(Imagem Ilustrativa)

Diz-se que foi a nossa capacidade de comunicação que nos trouxe das cavernas até aqui. Não poderia ser diferente. Se hoje, pedimos a carne ao açougueiro ou pelo aplicativo, naquele tempo, uma boa linguagem de sinais durante uma caçada em equipe, devia ser muito necessária para garantir o jantar. Saber se comunicar sempre foi essencial para a nossa sobrevivência, justamente porque precisamos uns dos outros.

A comunicação tem esse potencial, ela pode nos unir, promovendo a paz e o nosso desenvolvimento ou exatamente o oposto, nos dividir, estagnar ou até mesmo, atrasar nossas vidas. Em 2005, o Papa João Paulo II falou da importância dos meios de comunicação para promover a unidade da família humana, ao se colocarem a serviço do entendimento entre os povos. “Um modo importante para obter esta meta é a educação. Os meios podem ensinar a milhões de pessoas como são outras partes do mundo e outras culturas. Um conhecimento adequado promove a compreensão, dissipa os preconceitos e desperta o desejo de aprender mais”, afirmou o Papa e acrescentou que “quando outros são apresentados em termos hostis, semeiam-se sementes de conflito”. Ou seja, assim como se constrói a unidade e o entendimento, “esses mesmos meios podem ser usados para denegrir outros grupos sociais, étnicos e religiosos, fomentando o temor e o ódio”, disse o Pontífice.

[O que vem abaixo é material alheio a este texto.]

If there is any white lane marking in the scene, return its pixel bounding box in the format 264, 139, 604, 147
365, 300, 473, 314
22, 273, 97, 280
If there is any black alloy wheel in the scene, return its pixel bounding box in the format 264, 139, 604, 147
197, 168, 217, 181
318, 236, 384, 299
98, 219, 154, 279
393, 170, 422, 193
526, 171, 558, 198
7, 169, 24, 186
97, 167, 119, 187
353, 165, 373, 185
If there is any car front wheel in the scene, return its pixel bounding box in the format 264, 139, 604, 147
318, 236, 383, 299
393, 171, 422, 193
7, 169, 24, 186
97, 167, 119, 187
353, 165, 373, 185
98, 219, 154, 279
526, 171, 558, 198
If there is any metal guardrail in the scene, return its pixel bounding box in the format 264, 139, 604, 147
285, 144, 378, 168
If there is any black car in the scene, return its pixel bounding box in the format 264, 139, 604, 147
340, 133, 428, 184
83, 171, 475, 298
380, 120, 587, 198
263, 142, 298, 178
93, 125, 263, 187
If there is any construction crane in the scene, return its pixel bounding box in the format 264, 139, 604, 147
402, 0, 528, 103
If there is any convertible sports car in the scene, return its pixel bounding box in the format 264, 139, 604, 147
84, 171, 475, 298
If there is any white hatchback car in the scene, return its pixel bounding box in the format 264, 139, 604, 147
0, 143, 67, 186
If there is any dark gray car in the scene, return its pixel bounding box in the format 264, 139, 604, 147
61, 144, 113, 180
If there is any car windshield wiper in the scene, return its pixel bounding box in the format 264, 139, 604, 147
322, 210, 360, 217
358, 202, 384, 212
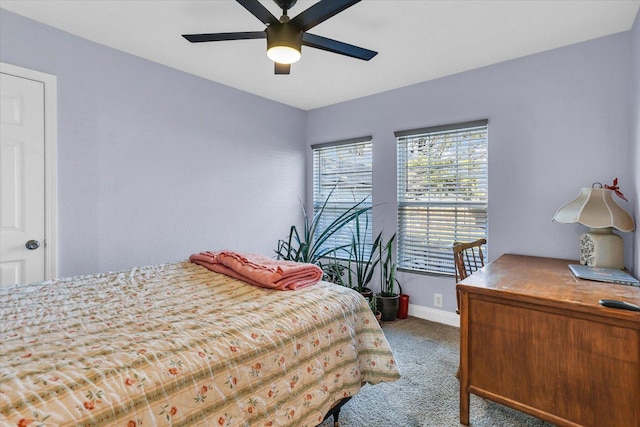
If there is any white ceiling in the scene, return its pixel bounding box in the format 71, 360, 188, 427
0, 0, 640, 110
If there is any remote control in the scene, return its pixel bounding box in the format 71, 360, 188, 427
599, 299, 640, 311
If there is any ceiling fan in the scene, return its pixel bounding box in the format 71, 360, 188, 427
182, 0, 378, 74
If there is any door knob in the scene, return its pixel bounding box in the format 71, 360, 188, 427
24, 240, 40, 251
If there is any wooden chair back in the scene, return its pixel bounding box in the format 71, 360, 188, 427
453, 239, 487, 313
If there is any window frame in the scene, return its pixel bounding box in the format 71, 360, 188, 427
311, 136, 373, 260
395, 120, 489, 276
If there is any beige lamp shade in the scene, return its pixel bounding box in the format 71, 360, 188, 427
553, 188, 635, 231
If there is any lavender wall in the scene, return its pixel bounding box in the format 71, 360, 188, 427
307, 30, 638, 311
0, 10, 305, 276
629, 11, 640, 275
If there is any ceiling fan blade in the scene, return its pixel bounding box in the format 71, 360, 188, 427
182, 31, 267, 43
302, 33, 378, 61
290, 0, 360, 31
236, 0, 280, 25
274, 62, 291, 74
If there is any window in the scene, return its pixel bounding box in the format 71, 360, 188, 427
311, 137, 372, 258
395, 120, 488, 275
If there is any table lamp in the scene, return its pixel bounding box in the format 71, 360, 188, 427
553, 178, 635, 269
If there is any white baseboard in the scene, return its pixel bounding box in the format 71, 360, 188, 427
409, 304, 460, 328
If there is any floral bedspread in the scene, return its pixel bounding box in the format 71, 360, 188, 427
0, 262, 400, 427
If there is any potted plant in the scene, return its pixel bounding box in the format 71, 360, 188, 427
318, 251, 347, 286
347, 215, 382, 300
276, 184, 371, 270
376, 234, 402, 321
369, 295, 382, 323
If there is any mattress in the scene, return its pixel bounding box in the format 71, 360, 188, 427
0, 262, 400, 427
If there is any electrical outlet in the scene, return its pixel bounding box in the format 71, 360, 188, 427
433, 294, 442, 307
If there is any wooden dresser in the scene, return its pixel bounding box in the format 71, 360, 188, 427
457, 255, 640, 427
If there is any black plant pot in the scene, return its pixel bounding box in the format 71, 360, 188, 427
376, 294, 400, 322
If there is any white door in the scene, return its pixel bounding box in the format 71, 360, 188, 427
0, 73, 45, 285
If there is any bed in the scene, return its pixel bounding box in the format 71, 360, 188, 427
0, 261, 400, 427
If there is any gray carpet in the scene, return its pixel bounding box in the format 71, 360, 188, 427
321, 317, 551, 427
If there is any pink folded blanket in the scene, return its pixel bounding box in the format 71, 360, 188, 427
189, 251, 322, 291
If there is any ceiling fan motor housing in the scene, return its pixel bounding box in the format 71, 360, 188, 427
266, 22, 302, 61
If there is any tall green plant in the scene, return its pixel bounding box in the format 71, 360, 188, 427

Somando-se a essa possibilidade, em que os meios de comunicação podem ser extremamente positivos ou negativos à unidade humana, devemos lembrar a forte transformação que a informação passou nos últimos anos. O alcance da notícia foi ampliado. A rapidez da informação através dos meios digitais, abriu um leque de possibilidades a toda pessoa que tenha acesso à internet. Ao mesmo tempo em que consumimos conteúdos, também geramos informações e participamos, assim, de uma forma ativa em todo o processo. Não somos mais passivos, aceitando a tudo que lemos e ouvimos de olhos vendados, mas, colocamos em xeque muito daquilo que recebemos, principalmente da mídia tradicional. E é nesse processo, que a imprensa brasileira vem perdendo a sua credibilidade, porque parte dela insiste em fazer valer a sua opinião ao invés de nos informar com toda a transparência possível. Basta fazer a experiência da comparação e verificar como é divulgada a mesma notícia em diferentes emissoras. Muitas das matérias são seguidas por opiniões jornalísticas salpicadas com alfinetadas do “eles contra nós”, derrubando por terra a sua capacidade educativa, como citada acima pelo Papa João Paulo II. Tornam-se, nesse caso, instrumentos da segregação, porque substituem a notícia pela ideologia e a educação pela doutrinação.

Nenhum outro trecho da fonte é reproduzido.